Ao sair do Rio de Janeiro, a organização da marcha só contava com provisões alimentícias e de bens essenciais para 15 dias. Foi a solidariedade do povo que garantiu o prosseguimento do grupo. “A gente montava um cronograma de onde a marcha ia chegar e parar. Realmente, a recepção da marcha foi estrondosa. O pessoal levava um quilo de arroz [para doar], todo mundo ia para a beira da estrada ver a marcha passando”, lembra Diva Braga, da direção nacional da Consulta Popular.
Ousar fazer
Como legado, a marcha deixou a pedagogia do exemplo, materializada na entrega e abnegação dos seus marchantes, que emocionou o povo nas cidades.
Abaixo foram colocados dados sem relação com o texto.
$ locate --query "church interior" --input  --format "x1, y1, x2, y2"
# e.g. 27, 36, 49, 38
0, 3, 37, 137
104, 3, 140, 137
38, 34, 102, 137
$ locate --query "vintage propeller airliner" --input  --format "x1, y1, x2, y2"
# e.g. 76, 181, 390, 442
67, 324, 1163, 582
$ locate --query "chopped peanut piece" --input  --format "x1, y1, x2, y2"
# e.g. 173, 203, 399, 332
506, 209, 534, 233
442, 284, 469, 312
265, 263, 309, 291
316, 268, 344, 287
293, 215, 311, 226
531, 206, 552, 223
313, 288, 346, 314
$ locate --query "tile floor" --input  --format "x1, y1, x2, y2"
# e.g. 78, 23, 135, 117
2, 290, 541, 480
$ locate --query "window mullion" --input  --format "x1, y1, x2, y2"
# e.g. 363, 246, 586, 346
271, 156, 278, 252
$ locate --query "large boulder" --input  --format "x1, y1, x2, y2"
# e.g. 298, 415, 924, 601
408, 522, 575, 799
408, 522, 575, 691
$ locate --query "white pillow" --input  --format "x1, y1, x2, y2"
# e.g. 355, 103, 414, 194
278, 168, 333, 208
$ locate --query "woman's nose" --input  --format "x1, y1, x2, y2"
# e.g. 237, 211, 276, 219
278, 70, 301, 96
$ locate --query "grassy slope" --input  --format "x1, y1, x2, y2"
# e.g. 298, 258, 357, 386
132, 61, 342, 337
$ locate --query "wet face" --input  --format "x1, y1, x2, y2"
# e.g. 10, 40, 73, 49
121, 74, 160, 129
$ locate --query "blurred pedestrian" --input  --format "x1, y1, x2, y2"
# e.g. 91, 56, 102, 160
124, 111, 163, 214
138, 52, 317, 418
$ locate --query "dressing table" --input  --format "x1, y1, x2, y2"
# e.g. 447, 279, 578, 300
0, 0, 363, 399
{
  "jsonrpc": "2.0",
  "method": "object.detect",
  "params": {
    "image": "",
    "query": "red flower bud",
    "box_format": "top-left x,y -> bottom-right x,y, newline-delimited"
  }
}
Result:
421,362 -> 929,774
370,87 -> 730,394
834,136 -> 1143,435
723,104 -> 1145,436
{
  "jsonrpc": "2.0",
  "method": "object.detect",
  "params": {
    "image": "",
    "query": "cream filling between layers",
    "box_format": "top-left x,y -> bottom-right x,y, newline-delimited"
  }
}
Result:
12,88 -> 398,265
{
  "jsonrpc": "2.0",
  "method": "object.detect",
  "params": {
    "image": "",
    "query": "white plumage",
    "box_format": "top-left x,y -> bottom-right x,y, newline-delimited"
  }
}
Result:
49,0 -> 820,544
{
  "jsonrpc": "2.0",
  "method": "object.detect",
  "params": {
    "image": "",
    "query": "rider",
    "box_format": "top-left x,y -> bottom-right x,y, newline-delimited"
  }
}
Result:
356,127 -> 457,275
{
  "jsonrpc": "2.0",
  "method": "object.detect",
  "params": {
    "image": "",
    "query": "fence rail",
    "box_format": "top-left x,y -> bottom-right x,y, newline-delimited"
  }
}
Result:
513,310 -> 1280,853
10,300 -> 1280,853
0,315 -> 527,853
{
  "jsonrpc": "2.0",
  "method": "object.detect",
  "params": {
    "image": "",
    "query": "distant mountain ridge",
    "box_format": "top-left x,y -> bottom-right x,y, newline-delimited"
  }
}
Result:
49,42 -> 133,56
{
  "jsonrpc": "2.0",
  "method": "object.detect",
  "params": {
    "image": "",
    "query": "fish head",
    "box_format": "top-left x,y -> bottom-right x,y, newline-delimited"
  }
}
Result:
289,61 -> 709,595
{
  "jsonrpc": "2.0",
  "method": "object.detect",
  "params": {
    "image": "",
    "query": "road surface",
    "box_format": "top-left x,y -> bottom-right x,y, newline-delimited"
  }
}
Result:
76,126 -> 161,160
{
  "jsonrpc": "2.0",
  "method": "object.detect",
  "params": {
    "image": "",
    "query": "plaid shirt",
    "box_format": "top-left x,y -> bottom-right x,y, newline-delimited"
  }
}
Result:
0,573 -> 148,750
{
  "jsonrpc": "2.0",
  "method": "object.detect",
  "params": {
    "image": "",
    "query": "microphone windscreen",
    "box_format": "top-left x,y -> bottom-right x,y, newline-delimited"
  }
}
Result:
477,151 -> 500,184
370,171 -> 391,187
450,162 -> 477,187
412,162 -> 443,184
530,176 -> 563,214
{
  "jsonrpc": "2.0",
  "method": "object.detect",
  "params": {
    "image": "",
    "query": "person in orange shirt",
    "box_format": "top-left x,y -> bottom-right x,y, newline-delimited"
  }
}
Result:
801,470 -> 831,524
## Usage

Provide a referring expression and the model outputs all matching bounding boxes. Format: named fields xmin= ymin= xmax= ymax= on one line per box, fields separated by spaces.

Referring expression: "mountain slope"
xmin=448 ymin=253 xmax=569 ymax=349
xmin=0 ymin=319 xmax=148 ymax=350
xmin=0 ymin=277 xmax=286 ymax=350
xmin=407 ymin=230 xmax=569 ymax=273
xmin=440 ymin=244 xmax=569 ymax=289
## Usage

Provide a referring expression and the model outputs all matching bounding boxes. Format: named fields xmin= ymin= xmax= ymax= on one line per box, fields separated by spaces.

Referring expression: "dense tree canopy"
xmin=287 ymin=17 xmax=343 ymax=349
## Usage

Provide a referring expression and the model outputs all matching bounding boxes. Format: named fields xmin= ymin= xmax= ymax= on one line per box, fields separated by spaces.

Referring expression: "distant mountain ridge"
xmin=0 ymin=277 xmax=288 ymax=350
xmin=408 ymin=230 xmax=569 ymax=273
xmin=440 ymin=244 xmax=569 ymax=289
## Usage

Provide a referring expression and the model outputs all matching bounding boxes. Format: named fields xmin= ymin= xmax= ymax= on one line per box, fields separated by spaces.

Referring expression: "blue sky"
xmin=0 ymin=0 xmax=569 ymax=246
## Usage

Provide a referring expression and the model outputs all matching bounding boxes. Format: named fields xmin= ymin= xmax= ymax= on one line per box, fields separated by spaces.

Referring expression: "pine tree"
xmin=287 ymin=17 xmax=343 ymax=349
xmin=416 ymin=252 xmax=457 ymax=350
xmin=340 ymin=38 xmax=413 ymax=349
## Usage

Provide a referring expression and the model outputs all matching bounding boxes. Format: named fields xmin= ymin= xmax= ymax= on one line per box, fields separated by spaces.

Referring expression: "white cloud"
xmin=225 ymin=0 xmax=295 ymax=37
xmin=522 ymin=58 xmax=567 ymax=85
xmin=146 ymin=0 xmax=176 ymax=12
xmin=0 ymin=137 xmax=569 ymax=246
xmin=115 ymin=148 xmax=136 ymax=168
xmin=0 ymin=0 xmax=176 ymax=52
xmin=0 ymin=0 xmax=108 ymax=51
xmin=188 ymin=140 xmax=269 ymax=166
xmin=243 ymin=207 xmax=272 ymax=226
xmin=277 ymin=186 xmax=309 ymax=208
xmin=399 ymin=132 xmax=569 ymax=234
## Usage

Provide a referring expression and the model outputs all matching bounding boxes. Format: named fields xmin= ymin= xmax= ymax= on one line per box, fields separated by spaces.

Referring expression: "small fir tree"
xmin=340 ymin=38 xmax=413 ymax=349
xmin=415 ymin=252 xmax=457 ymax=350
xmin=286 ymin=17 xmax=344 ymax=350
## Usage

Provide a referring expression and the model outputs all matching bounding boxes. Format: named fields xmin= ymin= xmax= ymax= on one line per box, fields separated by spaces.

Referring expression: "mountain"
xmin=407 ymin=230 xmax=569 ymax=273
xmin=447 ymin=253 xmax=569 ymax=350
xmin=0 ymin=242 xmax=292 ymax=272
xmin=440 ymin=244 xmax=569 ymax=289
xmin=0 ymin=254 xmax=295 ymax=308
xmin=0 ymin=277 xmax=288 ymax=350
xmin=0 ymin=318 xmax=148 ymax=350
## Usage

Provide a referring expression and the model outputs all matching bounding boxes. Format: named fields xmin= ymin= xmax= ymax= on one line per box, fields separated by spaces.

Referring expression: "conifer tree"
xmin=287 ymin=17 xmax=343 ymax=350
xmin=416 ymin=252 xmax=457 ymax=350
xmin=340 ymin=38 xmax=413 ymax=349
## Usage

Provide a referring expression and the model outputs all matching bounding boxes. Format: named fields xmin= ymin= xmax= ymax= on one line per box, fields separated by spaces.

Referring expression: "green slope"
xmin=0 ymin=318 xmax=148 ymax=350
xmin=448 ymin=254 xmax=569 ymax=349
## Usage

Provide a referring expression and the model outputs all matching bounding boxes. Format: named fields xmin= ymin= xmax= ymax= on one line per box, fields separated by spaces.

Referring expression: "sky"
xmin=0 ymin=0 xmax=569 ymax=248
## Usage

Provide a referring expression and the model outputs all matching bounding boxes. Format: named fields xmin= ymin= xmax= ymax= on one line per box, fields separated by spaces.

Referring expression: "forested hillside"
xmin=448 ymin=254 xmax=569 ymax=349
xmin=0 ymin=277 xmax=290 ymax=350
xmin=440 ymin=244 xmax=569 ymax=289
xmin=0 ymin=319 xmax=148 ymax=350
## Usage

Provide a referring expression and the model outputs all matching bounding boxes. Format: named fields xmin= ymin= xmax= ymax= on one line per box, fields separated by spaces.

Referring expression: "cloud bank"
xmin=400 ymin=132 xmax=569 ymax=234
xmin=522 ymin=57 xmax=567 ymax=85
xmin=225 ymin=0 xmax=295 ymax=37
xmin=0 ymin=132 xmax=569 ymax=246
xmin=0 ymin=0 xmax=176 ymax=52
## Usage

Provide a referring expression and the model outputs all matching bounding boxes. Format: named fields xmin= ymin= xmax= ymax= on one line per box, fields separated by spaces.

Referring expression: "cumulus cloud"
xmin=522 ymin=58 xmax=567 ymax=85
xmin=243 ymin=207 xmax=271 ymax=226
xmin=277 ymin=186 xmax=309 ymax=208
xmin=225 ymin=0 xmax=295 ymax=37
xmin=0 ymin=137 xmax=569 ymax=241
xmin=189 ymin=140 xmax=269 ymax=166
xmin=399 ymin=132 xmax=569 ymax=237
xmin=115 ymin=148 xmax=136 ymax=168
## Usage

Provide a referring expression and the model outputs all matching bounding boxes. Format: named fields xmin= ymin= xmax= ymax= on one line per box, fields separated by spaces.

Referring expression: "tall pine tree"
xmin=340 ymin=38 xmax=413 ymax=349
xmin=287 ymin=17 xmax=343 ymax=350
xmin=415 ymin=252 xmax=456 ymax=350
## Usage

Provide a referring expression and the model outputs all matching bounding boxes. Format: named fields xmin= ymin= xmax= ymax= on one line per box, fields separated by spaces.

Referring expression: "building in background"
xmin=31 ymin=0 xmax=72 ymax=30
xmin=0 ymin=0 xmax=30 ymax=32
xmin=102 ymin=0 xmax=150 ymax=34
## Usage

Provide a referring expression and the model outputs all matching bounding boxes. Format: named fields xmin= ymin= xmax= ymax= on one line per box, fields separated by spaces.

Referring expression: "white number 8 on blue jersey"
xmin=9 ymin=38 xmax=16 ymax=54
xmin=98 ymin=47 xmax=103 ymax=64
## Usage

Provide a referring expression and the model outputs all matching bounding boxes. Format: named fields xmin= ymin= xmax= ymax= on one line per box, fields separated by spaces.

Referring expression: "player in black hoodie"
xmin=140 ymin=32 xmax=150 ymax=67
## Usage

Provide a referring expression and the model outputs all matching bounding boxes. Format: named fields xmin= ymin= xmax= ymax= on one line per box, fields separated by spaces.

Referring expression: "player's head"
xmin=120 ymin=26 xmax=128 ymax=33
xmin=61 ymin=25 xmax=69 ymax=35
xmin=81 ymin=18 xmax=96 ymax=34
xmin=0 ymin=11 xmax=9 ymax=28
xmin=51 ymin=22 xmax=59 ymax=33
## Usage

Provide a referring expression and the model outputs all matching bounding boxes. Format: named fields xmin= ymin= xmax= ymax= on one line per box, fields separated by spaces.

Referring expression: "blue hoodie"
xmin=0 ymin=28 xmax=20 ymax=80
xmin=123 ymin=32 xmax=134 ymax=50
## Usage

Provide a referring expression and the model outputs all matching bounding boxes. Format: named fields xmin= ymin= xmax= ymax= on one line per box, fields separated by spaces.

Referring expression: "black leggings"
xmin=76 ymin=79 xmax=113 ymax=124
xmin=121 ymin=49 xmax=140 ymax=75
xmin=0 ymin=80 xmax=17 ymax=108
Para Diva Braga, naquela época também havia uma sensação de vazio na esquerda, por conta da derrota ideológica do socialismo.
“Quem militava na década de 1990 tinha a sensação de que lutava contra a corrente, porque tinha essa ideologia de que a experiência do socialismo estava derrotada. Havia esse sentimento do esvaziamento do sentido de um projeto de esquerda, como acontece hoje. A Marcha funcionou para dar um sentido e articular um campo popular da esquerda”, analisa.
O fato da marcha ter sido uma resposta diferente na luta contra a exploração também marcou o período. “A esquerda ousou fazer. Isso foi um ato de ousadia, e é preciso trazer à memória essa capacidade de reação, de fazer algo novo. Sair fazendo as mesmas escolhas não podem funcionar, não dá pra responder a uma situação nova fazendo a mesma coisa. A marcha pode ser esse exemplo, que é mais que um exemplo para o povo, mas um exemplo para as forças organizadas, que estejam juntas”, completa Diva.